Social media tips for teachers
A recent survey from the College of Education at University of Phoenix reveals that K12 teachers struggle to integrate social media into their classroom lessons, and also to connect with students and parents outside their classrooms.
Nearly half of K12 teachers, including 58 percent of high school teachers, believe social media can enhance students’ educational experiences. But only 18 percent of all K12 teachers, and 19 percent of high school teachers, have integrated social media into their classrooms.
Admittedly, social media can be a gray area in education. But with training, open dialogue and strategic planning, social media can provide dynamic learning opportunities and prepare students to be better digital citizens. Ignoring social media, or attempting to control it to the point that it loses its benefits, can leave important learning opportunities on the table.
Educators are leveraging social media to give students a more global view. Students can share their work with larger audiences and receive authentic responses. Skype brings experts from all over the world into the classroom.

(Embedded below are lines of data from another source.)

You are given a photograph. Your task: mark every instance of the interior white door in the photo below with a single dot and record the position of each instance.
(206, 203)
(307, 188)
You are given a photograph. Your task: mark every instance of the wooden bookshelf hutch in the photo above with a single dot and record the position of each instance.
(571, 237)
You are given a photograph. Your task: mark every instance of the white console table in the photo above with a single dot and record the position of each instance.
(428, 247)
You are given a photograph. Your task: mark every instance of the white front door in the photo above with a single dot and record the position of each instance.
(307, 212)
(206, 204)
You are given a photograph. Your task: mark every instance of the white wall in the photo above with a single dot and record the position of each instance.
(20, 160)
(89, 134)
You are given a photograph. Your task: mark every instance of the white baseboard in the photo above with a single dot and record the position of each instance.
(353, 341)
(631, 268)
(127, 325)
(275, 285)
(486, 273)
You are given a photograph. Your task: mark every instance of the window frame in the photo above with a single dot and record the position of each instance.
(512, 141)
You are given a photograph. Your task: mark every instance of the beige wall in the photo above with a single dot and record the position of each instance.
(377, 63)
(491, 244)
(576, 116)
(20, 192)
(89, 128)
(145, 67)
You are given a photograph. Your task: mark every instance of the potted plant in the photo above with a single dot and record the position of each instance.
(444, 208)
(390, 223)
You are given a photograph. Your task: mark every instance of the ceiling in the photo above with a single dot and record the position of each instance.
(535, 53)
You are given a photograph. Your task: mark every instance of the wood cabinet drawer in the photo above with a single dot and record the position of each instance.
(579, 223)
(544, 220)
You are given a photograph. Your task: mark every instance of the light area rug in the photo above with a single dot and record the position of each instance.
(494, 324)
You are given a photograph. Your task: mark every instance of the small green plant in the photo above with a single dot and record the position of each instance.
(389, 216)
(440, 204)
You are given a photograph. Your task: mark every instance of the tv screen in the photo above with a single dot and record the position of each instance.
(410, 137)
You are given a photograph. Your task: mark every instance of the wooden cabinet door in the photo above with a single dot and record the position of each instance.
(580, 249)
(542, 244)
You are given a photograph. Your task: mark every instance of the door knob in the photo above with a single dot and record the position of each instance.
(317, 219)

Twitter and hashtags allow teachers to create dynamic class dialogue and keep parents informed. Classes can engage in projects with students in other states or countries. LinkedIn and Twitter provide teachers with professional development and idea-sharing opportunities.
While social media offers unique opportunities to connect with students and parents, it presents challenges for teachers and administrators. According to the College of Education survey, 80 percent of teachers worry about issues that can arise when connecting with students and parents in social media.
Most teachers have personal social media accounts, but they are unsure how to proceed professionally. In fact, less than one-third of survey respondents said they have received “significant” or “adequate” training on interacting with students and parents on social networks.
Here are four ways to set beneficial social media policies that help teachers leverage these pervasive and influential education tools:
- Create a task force and use social media to connect with teachers in your district. Consider a task force that includes teacher leaders from different schools and grade levels to help develop policies, set priorities and determine how to communicate in different channels. The individual schools and teachers will all have unique roles to play in how social media is approached in the district, so engaging them as you set policies will help you gain teacher buy-in and ensure participation.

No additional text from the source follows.